Я вскочил и выбежал из бистро. Франк догнал меня на площади. Схватил за отвороты куртки, встряхнул и заорал:
— Господи, да что с тобой такое?
Никогда еще я не видел брата в таком напряжении. Он сел на скамью. Рядом, на асфальте, спал клошар. Я рассказал Франку все. Он слушал, не перебивая, с мученическим выражением на лице, погруженный в собственные мысли, но я видел, что он потрясен.
— Спасибо, — тихо произнес он и покачал головой. — Она… выкарабкалась?
— Ей бы следовало провести еще пару дней в больнице, но она ничего не желает слушать.
— Ну ты и говнюк! — Глухой голос принадлежал лежавшему рядом со скамейкой бродяге. Оказалось, он давно пробудился, сел на бордюр тротуара и слышал весь наш разговор. На его лице была гримаса презрительного отвращения. Он наставил на Франка указательный палец и вынес вердикт: — Нужно быть королем придурков, чтобы записаться во французскую армию и бросить подружку. Ты, парень, психованный идиот! Можешь собой гордиться!
Франк пришел в ярость. Я испугался, что он бросится на несчастного с кулаками.
— Какого черта ты лезешь, кретин? Убирайся, или намну тебе бока!
Бродяга собрал пожитки, недопитую бутылку вина и заковылял прочь, унося с собой кислый запах немытого тела.
— Придурки! — бурчал он. — Кругом одни придурки!
Он свернул на улицу Муфтар, расталкивая прохожих и бранясь во все горло, и исчез из виду.
— Ты повидаешься с ней?
Франк покачал головой.
— Это же Сесиль!
— Думаешь, мне легко?
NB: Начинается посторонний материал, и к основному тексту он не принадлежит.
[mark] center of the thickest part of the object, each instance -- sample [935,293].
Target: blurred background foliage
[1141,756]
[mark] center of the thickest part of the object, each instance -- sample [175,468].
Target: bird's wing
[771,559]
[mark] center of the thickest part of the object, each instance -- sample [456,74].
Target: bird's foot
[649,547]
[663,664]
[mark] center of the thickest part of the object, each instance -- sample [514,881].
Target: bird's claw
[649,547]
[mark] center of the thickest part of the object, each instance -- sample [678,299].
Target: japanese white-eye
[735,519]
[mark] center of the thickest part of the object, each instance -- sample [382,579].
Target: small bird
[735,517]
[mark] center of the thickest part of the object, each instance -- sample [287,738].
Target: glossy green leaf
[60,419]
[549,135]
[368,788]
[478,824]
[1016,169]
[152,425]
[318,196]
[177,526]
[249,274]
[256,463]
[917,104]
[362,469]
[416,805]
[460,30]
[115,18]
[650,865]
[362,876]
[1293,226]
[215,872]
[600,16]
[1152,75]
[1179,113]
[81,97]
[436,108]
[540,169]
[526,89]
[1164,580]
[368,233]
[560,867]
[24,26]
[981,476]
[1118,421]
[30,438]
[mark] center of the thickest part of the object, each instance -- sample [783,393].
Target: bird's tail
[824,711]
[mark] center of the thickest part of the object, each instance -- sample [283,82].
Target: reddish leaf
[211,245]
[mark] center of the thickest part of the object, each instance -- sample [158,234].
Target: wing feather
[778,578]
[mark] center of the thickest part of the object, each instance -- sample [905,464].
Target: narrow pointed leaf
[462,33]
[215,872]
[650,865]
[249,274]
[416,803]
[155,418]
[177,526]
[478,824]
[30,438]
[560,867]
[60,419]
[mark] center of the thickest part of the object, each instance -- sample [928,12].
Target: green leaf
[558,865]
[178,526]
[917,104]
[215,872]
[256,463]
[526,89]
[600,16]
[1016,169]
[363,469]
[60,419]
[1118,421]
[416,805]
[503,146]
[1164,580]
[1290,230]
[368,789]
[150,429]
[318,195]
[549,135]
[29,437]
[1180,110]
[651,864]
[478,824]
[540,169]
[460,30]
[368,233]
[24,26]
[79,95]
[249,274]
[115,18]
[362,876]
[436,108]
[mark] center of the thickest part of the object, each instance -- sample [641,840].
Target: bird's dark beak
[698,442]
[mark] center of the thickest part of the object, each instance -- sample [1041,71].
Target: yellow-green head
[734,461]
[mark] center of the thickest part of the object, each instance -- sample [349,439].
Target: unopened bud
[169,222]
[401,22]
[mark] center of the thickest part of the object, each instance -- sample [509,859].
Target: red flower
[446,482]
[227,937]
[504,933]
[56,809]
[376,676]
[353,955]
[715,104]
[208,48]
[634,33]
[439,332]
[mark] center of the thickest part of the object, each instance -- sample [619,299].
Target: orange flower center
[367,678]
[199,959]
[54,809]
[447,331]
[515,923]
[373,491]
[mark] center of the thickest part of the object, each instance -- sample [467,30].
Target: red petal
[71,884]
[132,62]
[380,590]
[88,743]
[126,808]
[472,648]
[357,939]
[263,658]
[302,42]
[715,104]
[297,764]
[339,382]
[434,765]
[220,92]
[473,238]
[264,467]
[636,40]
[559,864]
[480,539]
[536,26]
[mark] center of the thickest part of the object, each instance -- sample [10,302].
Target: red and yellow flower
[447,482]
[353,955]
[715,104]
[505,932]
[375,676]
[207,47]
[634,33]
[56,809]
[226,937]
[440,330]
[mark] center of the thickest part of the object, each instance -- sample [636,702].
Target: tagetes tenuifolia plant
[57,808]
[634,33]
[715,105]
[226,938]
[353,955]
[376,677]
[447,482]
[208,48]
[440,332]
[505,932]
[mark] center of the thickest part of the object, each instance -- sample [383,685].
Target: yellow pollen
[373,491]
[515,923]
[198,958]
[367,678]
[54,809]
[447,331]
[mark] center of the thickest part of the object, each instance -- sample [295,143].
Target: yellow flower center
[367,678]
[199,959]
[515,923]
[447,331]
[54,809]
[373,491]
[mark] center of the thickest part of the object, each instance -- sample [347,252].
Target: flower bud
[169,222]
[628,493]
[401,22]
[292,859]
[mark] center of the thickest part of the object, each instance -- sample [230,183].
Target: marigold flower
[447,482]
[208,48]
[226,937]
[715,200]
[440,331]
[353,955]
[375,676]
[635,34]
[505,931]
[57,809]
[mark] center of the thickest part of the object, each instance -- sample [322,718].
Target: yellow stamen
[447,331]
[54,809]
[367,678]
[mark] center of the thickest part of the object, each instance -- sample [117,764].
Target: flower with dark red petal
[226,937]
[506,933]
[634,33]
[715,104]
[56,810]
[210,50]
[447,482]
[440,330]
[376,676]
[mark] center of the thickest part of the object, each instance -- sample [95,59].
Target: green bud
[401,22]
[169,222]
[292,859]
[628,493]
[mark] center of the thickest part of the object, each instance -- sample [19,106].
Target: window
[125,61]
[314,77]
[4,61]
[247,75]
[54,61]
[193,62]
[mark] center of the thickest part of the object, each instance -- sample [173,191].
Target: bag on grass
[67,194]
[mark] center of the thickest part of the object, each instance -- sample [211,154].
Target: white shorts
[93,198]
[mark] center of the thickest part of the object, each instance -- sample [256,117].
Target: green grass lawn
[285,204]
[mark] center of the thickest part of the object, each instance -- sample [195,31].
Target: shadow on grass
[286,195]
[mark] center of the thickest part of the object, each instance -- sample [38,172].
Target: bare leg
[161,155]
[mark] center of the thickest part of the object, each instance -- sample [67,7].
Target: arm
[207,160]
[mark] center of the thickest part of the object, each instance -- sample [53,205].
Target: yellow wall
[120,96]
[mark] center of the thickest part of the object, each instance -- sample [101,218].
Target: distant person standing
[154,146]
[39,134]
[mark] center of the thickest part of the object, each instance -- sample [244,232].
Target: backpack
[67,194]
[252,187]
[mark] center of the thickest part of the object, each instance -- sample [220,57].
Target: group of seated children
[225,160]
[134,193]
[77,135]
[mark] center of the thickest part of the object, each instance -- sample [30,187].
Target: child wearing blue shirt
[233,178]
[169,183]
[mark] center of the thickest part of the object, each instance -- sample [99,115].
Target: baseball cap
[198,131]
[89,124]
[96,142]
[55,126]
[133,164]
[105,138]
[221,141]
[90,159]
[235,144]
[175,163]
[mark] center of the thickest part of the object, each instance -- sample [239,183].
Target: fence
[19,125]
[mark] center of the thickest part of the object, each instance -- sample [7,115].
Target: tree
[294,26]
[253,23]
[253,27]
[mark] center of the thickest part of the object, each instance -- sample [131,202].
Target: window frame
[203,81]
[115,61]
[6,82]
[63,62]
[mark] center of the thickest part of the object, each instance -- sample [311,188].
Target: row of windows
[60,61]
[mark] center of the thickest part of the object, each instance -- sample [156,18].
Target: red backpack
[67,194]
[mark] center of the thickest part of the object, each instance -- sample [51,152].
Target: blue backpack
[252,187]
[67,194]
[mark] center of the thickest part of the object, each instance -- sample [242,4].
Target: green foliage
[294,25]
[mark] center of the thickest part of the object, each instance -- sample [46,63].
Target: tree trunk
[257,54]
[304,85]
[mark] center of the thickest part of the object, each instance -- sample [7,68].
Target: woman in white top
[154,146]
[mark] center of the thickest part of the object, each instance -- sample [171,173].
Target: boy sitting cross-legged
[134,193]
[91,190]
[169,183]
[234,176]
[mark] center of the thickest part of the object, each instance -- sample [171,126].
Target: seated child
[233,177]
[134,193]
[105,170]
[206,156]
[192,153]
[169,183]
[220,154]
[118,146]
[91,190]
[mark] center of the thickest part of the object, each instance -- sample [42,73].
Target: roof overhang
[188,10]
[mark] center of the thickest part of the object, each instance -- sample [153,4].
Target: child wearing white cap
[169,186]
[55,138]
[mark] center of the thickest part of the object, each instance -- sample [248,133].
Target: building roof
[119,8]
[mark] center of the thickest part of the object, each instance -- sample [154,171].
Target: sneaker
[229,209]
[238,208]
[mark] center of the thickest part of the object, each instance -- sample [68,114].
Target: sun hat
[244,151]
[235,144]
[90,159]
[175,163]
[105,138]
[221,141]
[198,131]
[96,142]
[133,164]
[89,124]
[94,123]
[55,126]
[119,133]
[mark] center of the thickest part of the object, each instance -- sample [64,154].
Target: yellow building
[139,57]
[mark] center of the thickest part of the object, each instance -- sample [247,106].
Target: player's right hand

Я никогда не решусь сказать ей правду в лицо.
— Она могла умереть из-за тебя!
— Мне жаль. Я знаю, что виноват, но уже слишком поздно. Через четыре дня я уезжаю. Окажусь в безопасности, напишу письмо и все объясню, а когда вернусь, посмотрим, что будет.
— Думаешь, Сесиль станет ждать? Да она тебя ненавидит!
— Это моя жизнь, Мишель! Я должен так поступить.
— Ты чертов кретин, Франк, вот кто ты такой!
— Ничего ей не говори, пока я не уеду, прошу тебя. Дай мне все сделать самому.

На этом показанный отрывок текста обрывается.